What I love about this campaign is how it started. In 2007, two Nova Scotia Grade 12 students decided to do something about a Grade 9 student who was being bullied for wearing a pink polo shirt on his first day of high school.
The two teens bought 50 pink shirts at a discount store one night, emailed their friends about their “sea of pink” idea, and the next day they donned their new shirts. Their statement that “enough was enough” was loud and bold.
When the bullied student walked in the school that morning, a look of relief took over his face. His days of being harassed were over.
“If you can get more people against them…to show that we’re not going to put up with it and support each other, then they’re not as big as a group as they think they are,” said one of the Grade 12 organizers at the time.
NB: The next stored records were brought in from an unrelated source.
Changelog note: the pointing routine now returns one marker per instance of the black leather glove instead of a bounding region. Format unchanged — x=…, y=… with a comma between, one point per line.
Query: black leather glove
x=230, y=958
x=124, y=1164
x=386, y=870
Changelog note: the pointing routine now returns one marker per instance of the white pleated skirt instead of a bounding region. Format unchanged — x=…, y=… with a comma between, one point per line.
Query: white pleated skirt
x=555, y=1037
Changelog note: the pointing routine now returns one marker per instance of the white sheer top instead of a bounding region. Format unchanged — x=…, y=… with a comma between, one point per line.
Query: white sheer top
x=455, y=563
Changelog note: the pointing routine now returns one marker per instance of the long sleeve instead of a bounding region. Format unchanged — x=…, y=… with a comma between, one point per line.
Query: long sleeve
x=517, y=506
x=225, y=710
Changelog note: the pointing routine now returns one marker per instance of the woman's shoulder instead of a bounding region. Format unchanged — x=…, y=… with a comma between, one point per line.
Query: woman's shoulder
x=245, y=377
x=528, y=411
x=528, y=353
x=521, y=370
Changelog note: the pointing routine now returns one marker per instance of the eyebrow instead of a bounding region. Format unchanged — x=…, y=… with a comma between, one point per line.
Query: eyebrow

When I read that, I can’t help but wish someone had stood up for me. I was bullied and harassed for much of my years in elementary school in Barrie, Ontario. For almost nine years, I never knew when I’d be locked in a change room, ridiculed, ostracized, whispered about, tripped, hit, pushed, laughed at…you name it, it likely happened to me.
I didn’t really understand the dynamics of what I went through, until about six years ago. That’s when CBC Radio ran a town hall about bullying following a string of bullied teenagers committing suicide. During the broadcast, I first heard the term “social bullying.”
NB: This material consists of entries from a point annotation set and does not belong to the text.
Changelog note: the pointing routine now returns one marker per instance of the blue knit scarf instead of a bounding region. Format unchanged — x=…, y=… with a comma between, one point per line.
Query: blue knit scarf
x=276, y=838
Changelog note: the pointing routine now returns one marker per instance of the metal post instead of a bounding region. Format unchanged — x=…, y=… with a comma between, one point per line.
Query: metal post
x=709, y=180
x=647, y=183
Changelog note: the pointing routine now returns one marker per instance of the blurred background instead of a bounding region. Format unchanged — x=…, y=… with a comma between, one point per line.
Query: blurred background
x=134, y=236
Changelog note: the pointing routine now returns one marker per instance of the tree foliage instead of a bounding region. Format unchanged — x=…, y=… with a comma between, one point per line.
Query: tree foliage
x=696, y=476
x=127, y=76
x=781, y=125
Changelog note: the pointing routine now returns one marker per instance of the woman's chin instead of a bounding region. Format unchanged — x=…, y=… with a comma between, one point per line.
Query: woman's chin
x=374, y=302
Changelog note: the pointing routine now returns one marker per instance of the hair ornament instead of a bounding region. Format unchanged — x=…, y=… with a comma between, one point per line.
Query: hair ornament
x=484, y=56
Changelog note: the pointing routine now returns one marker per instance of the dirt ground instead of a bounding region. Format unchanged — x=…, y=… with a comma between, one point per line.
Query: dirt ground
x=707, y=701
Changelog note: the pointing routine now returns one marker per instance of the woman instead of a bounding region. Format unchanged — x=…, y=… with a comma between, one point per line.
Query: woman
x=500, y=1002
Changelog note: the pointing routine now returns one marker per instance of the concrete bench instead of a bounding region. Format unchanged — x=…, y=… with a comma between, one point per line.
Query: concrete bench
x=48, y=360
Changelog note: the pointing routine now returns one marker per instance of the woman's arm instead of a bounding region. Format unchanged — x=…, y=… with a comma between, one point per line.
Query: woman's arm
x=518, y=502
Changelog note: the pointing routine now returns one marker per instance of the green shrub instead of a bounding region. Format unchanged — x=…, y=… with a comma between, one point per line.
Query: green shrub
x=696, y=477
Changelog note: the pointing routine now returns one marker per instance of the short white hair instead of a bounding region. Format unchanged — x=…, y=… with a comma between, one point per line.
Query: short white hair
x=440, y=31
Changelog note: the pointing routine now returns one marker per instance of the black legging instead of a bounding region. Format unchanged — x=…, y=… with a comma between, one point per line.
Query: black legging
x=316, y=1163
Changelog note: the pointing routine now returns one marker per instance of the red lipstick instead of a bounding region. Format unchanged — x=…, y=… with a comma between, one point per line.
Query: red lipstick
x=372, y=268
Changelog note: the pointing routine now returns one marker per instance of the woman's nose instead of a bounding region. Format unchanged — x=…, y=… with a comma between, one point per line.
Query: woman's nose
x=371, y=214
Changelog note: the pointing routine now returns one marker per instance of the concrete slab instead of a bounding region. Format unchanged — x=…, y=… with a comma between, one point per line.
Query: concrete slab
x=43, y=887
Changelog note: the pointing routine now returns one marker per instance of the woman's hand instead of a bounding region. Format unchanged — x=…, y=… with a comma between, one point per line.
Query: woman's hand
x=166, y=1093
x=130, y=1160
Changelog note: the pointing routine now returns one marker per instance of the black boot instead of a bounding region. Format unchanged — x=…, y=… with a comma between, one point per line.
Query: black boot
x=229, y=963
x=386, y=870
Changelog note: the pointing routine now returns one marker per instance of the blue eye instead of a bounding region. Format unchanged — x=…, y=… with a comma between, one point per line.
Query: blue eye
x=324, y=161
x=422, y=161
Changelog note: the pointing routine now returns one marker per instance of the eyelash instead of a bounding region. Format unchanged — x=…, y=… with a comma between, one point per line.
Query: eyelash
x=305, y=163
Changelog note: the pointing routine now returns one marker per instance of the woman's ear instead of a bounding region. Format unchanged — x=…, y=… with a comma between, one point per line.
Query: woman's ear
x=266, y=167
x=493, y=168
Social bullying is generally how girls operate. They befriend you, with the intention to find out a secret or two, then they drop you and use the information against you. They will ostracize and isolate you. They are relentless and rejection is the name of the game.
It was a time of my life that I’d rather forget. I started to believe that I was the “loser” that everyone told me I was. It was so bad, I remember wanting to die. I just wanted it to end.
But then I caught a break. I went to a different high school than most of my graduating class. In my first couple of weeks of Grade 9, I was sitting in homeroom, and I cracked a joke…and the entire class laughed. I was astounded by the thought: “I’m funny!” And the image of myself as worthless started to crack. That moment was the beginning of a lot of healing for me.
When I hear about kids being bullied now, an anger over the injustice rises in me. I’m hyper-vigilant now about my daughter being bullied, or worse, her becoming a bully. I don’t want any kid to endure what I went through.
And that’s why I am wearing pink today.